Confederation of Iranian Students
- Abbreviation: CISNU
- Nickname: Confederation
- Predecessor: Iranian Students Association in the United States, Confederation of Iranian Students (Europe)
- Formation: Early 1960s
- Type: Non-Governmental Organization
- Website: https://cisnu.com/
- Formerly called: Federation of Iranian Students' Islamic Societies in Europe and America

= Confederation of Iranian Students =

Iranian student union

Confederation of Iranian Students National Union (کنفدراسیون جهانی محصلین و دانشجویان ایرانی – اتحادیهٔ ملی; Konfederāsiyon-e Jahāni-ye Mohasselin va Dāneshjuyān-e Irāni – Ettehādiye-ye Melli, simply known as the Confederation, or the Federation of Iranian Students) was an international non-governmental organization purposed as the students' union of Iranians studying abroad active during the 1960s and 1970s. It was more active in Germany, France, England and the United States, among other countries. The Confederation was a politically autonomous organization, made up by sympathizers of different Iranian opposition groups to Shah.

== History ==
In 1952, the Iranian Students Association in the United States (ISAUS) had been founded, an effort by the Iranian embassy and American Friends of the Middle East, which has since been linked to the Central Intelligence Agency (CIA). In April 1960 student representatives from Germany, France, and England met in Heidelberg and established the Confederation of Iranian Students (CIS) in Europe. These two groups ISAUS and CIS merged to form the Confederation of Iranian Students National Union.
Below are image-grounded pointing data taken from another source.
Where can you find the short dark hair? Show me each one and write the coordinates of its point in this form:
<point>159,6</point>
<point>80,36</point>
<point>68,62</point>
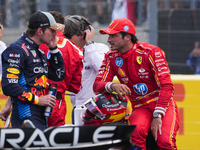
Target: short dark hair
<point>134,39</point>
<point>57,16</point>
<point>74,25</point>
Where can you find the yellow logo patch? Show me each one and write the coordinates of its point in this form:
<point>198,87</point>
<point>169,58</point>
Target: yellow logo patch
<point>139,59</point>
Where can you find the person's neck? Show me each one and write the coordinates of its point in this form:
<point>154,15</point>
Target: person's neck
<point>126,48</point>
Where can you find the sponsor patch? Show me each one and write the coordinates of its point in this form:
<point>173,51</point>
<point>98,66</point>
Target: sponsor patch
<point>140,88</point>
<point>13,70</point>
<point>14,55</point>
<point>33,53</point>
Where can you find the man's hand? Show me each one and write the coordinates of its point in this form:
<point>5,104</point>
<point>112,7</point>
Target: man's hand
<point>196,52</point>
<point>47,100</point>
<point>156,125</point>
<point>121,89</point>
By the 1960s, there had been an international emergence of political opposition to the Shah Mohammad Reza Pahlavi's leadership in Iran. Many additional student groups supporting the Iranian opposition organized together to join the Confederation, including the Iran Liberation Movement, Socialist League of the Iranian National Movement, Revolutionary Organization of the Tudeh Party, Storm Marxist-Leninist Organization, as well as others.

In 1965, some CISNU leaders were arrested for attempting to murder Shah Mohammad Reza Pahlavi; as a result the event the group pushed towards more "radicalization". By 1971, the Iranian government stated CISNU to be an illegal group.

In 1973, 18,035 Iranian passport holders were officially recorded as living abroad on foreign student visas, 93% of whom were male. Of these students, 42% were living in the United States, 24% in Germany, 10% in the United Kingdom, 6% in Austria, and 5% in France.

=== Events ===
In May and June 1967, the Shah Mohammad Reza Pahlavi visited West Germany. On June 2, 1967 in West Berlin, Iranian and German students (including the Socialist German Student Union) protested the Shahs visit, and it resulted in one student dying. The CISNU were part of the forefront of European-wide protests in 1967 and 1968.

In the United States on October 14, 1971, a bomb exploded around 11:30 PM in the located at 3400 Washington Street while the 2500th anniversary of the creation of the Persian Empire was being celebrated in Iran. The explosion did not cause any injuries. Prior to that, the consulate had been the site of protests against the Shah's regime and policies. So, some linked this event to the Confederation. However, the leaders of the Confederation of Iranian Students in the Bay Area denied responsibility.

During the late 1970s, Iranian student activists, seeking an Iran free of U.S. intervention, sought to inform Americans about the involvement of the CIA in a 1953 coup that had brought Mohammad Reza Pahlavi to Iran's throne. They urged US President Jimmy Carter to incorporate human rights into U.S. foreign policy.